Can I mail this package?

The post office window person would not give you a warm smile, would not ask you about you week and instead would tell you to wait in line like everyone else. And the thing about this happening in the post office is that unlike when this happens in a bar where it’s loud and chaotic everyone else in the line would hear you trying to sneak in front and they would all give you the stankest of stank faces. Maybe there would even be a mutiny! Oh my god I am now imaging if something like this happened at the DMV at the Atlantic Center. The world would end for sure. Anyway as I was saying. So in the post office it is quiet and so everyone hears you trying to cut the line but in the bar it isn’t quiet. There is talking and music and so when you ask for a drink when I am not behind the bar and then I come behind the bar and make you that drink do you know who looks like an asshole?

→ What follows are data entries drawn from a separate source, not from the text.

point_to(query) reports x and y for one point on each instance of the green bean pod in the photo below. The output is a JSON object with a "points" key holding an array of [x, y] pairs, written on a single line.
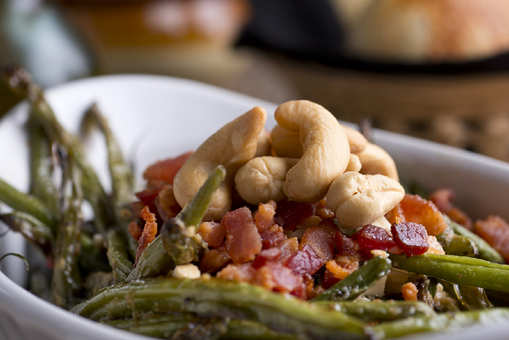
{"points": [[177, 243], [438, 323], [32, 229], [117, 256], [486, 252], [457, 269], [379, 310], [222, 299], [357, 282]]}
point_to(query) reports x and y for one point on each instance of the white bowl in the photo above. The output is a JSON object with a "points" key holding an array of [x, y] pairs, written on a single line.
{"points": [[158, 117]]}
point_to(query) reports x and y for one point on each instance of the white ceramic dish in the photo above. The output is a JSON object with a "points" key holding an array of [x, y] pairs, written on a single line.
{"points": [[157, 117]]}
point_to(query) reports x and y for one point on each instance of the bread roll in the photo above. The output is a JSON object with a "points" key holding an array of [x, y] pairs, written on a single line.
{"points": [[417, 31]]}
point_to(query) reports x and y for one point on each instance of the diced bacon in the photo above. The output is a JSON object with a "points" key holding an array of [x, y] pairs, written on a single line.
{"points": [[395, 216], [411, 237], [243, 241], [346, 246], [149, 231], [289, 213], [267, 255], [134, 230], [213, 233], [275, 276], [418, 210], [288, 248], [264, 216], [306, 261], [442, 198], [321, 240], [371, 237], [495, 231], [272, 237], [165, 170], [237, 272], [165, 202], [214, 259]]}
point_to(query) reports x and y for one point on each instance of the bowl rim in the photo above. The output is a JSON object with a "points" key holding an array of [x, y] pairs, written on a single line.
{"points": [[48, 315]]}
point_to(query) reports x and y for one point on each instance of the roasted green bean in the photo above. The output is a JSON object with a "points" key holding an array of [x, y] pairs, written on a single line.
{"points": [[357, 282], [458, 269], [217, 298], [160, 255]]}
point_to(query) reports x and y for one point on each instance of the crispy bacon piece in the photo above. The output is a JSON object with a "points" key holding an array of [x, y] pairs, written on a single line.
{"points": [[243, 241], [305, 261], [495, 231], [272, 236], [275, 276], [149, 231], [409, 291], [214, 259], [134, 230], [290, 214], [418, 210], [237, 272], [213, 233], [442, 198], [165, 203], [165, 170], [264, 216], [321, 239], [412, 238]]}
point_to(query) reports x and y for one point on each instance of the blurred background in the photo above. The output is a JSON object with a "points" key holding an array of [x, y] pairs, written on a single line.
{"points": [[436, 69]]}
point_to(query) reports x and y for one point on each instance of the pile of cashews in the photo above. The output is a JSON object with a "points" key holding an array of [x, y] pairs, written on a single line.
{"points": [[307, 157]]}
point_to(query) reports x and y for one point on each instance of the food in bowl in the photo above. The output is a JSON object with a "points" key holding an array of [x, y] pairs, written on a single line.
{"points": [[166, 296]]}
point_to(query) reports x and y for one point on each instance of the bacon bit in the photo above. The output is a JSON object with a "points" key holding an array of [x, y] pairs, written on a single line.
{"points": [[243, 241], [165, 170], [267, 255], [371, 237], [418, 210], [149, 231], [165, 203], [411, 237], [213, 233], [237, 272], [442, 198], [134, 230], [306, 261], [288, 248], [323, 212], [273, 236], [275, 276], [290, 214], [434, 246], [409, 291], [264, 216], [395, 216], [321, 240], [495, 231], [213, 260]]}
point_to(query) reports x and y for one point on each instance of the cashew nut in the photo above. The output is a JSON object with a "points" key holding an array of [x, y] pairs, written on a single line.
{"points": [[286, 142], [376, 160], [354, 164], [263, 147], [262, 178], [356, 140], [232, 146], [361, 199], [326, 152]]}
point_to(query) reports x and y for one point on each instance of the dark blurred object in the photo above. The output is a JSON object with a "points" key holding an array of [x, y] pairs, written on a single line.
{"points": [[33, 35]]}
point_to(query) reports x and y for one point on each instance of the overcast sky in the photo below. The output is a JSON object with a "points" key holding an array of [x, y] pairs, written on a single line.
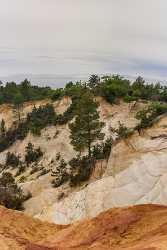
{"points": [[54, 41]]}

Is it you? No. It is me. I look like the asshole. I get all the stankest of stank faces. Because I fucked up the order. It’s all my fault. And do you know what happens when everyone thinks I am an asshole? Everyone doesn’t tip me. And then I make no money and I am sad.

So please, please, wait your turn. Don’t put me in a weird place. I will get to you. And if you are polite and chill and patient, I will probably sneaky get to you early. I will know your drink and I will make it on the sly. And sometimes I might not charge you for it. How do you like them apples?